Future of Mobile Apps

Jordan Epstein, CEO, Stroll Health http://strollhealth.com appeared on Capitol Hill before the House Committee on Science, Space, and Technology, http://science.house.gov Subcommittee on Research and Technology at a hearing, titled “Smart Health: Empowering the Future of Mobile Apps” on March 2, 2016.

Stroll Health is a startup based in San Francisco making mobile and web apps used by patients at home and used by providers in a clinical setting.  The company’s standalone public patient web app and private provider iOS tablet mobile app are used in the Bay Area to offer radiology imaging services.

In the future, Stroll’s Application Program Interfaces (API) and Software Development Kits (SDK) will be embedded in third party technology used by EMRs, telehealth companies, for clinical decision support, and to provide other consumer facing tools.

Stroll is also raising their first institutional capital from healthcare and technology venture capitalists across the country. So far, Stroll has been supported through private grants and in-kind services from the Robert Wood Johnson Foundation, Blue Cross Blue Shield, Google, Microsoft, Wilson Sonsini Goodrich and Rosati, in addition to private angel investors. Stroll has also participated in programs with some of the top universities worldwide.

Epstein told the Committee that private funding alone is not enough. This means that the federal government needs to fill the gap to take best practices and core technology from one field to another, especially in the case of mobile healthcare apps, before they are ready to be commercialized.

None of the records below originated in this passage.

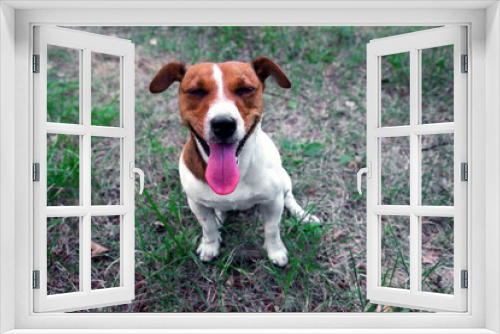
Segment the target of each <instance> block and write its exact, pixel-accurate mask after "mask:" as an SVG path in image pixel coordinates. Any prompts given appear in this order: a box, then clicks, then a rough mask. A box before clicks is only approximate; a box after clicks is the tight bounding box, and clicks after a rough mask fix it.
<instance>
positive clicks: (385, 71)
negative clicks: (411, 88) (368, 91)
mask: <svg viewBox="0 0 500 334" xmlns="http://www.w3.org/2000/svg"><path fill="white" fill-rule="evenodd" d="M380 87H381V95H380V96H381V126H400V125H409V124H410V53H409V52H402V53H396V54H392V55H387V56H382V57H381V84H380Z"/></svg>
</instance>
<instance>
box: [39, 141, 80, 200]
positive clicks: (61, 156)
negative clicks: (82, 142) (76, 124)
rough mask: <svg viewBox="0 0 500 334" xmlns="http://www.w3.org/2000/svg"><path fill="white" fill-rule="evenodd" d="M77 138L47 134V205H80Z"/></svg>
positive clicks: (79, 181) (78, 146) (79, 174)
mask: <svg viewBox="0 0 500 334" xmlns="http://www.w3.org/2000/svg"><path fill="white" fill-rule="evenodd" d="M79 140H80V137H79V136H72V135H60V134H48V135H47V206H58V205H80V189H79V184H80V157H79V155H78V154H79Z"/></svg>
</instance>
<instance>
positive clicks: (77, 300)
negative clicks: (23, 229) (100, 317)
mask: <svg viewBox="0 0 500 334" xmlns="http://www.w3.org/2000/svg"><path fill="white" fill-rule="evenodd" d="M34 42H35V43H34V53H35V54H38V55H39V57H40V58H39V73H36V74H34V75H33V81H34V82H33V84H34V86H33V89H34V97H33V101H34V103H33V108H34V119H33V122H34V136H35V140H34V147H33V152H34V162H35V163H39V166H40V168H39V174H40V175H39V179H40V181H39V182H36V183H35V184H34V185H33V192H34V194H33V195H34V198H33V200H34V219H33V225H34V242H35V244H34V247H35V248H34V249H35V251H34V259H33V264H34V267H33V269H34V270H38V271H39V289H35V290H34V294H35V298H34V310H35V312H50V311H58V310H65V311H70V310H81V309H88V308H89V306H90V307H92V308H94V307H101V306H103V305H106V306H107V305H119V304H128V303H130V301H131V300H132V299H134V289H135V282H134V278H135V273H134V270H135V258H134V256H135V250H134V246H135V196H134V195H135V194H134V176H135V175H134V174H133V172H132V169H133V168H134V161H135V105H134V104H135V98H134V96H135V70H134V69H135V46H134V44H132V43H131V42H130V41H129V40H123V39H118V38H113V37H109V36H101V35H96V34H91V33H87V32H83V31H78V30H74V29H67V28H60V27H53V26H47V25H42V26H36V27H34ZM48 45H55V46H59V47H66V48H70V49H71V50H73V51H76V52H78V54H79V56H78V58H79V64H78V65H79V66H78V67H79V68H78V72H79V86H80V89H79V99H80V107H79V118H80V122H79V124H69V123H55V122H48V121H47V63H48V61H49V60H48V54H47V47H48ZM92 52H98V53H102V54H107V55H113V56H115V57H116V58H118V64H119V78H118V80H119V87H120V103H119V108H120V116H119V118H120V119H119V125H118V126H116V127H110V126H95V125H92V120H91V111H92V105H91V104H92V101H91V74H92V61H91V54H92ZM47 134H64V135H72V136H74V137H77V136H78V137H77V138H78V141H79V147H80V156H79V161H80V180H79V190H80V193H79V202H80V203H79V205H76V206H47ZM92 138H115V139H117V140H119V141H120V145H119V151H120V157H119V162H118V166H117V168H118V169H119V172H120V174H119V175H120V181H119V187H120V189H119V190H120V203H119V204H118V205H95V204H94V205H92V189H91V169H92V161H91V160H92V159H91V155H92ZM131 176H132V177H131ZM99 216H101V217H102V216H119V217H120V218H119V219H120V232H119V233H120V247H119V258H118V260H119V263H120V281H119V286H117V287H110V288H103V289H98V290H92V286H91V279H90V278H91V258H90V257H91V251H90V247H91V237H92V236H91V234H92V231H91V225H92V217H99ZM50 217H77V218H78V221H79V223H78V228H79V231H80V232H79V245H80V251H79V261H78V266H79V269H78V273H79V280H80V284H79V291H77V292H72V293H62V294H55V295H47V218H50Z"/></svg>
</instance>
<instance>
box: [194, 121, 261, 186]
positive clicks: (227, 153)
mask: <svg viewBox="0 0 500 334" xmlns="http://www.w3.org/2000/svg"><path fill="white" fill-rule="evenodd" d="M257 121H258V120H257V119H256V120H255V121H254V123H253V124H252V126H251V127H250V129H249V130H248V132H247V133H246V134H245V136H244V137H243V139H242V140H240V141H239V143H216V142H210V143H207V141H206V140H205V139H203V138H202V137H201V136H200V135H199V134H198V133H197V132H196V131H195V130H194V128H193V127H192V126H191V124H188V125H189V128H190V130H191V132H192V133H193V134H194V135H195V137H196V139H197V140H198V142H199V143H200V145H201V147H202V148H203V151H205V153H206V154H207V156H208V163H207V168H206V170H205V178H206V180H207V182H208V185H209V186H210V188H212V190H213V191H214V192H215V193H216V194H218V195H229V194H231V193H232V192H233V191H234V190H235V189H236V186H237V185H238V182H239V180H240V170H239V168H238V162H237V159H238V156H239V154H240V153H241V150H242V148H243V146H244V145H245V142H246V141H247V139H248V138H249V137H250V135H251V134H252V132H253V130H254V128H255V126H256V125H257Z"/></svg>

A major reason for more funding is that every EMR, PACS, PMSA, and radiology information system needs to have standardized APIs to access patient information and to share data with other providers. These systems need to integrate with a HIE or single standardized data aggregator.

Epstein mentioned how diverse the healthcare app market has become now including consumer wearables, apps so consumers can search for information and tools, the use of telehealth and digital therapeutics, apps for medical grade diagnostics and remote patient monitoring, apps to assist with care coordination along with patient communication and help with patient medical records, apps for to enable workflow, and apps to support clinical decisions.

According to Epstein, apps used for telehealth and digital therapeutics have reached a maturation of the technology and product features. He anticipates a market consolidation that will largely benefit the average consumer. He adds, “While reimbursement changes are needed and should be led by CMS, no further government funding is needed for this type of app.”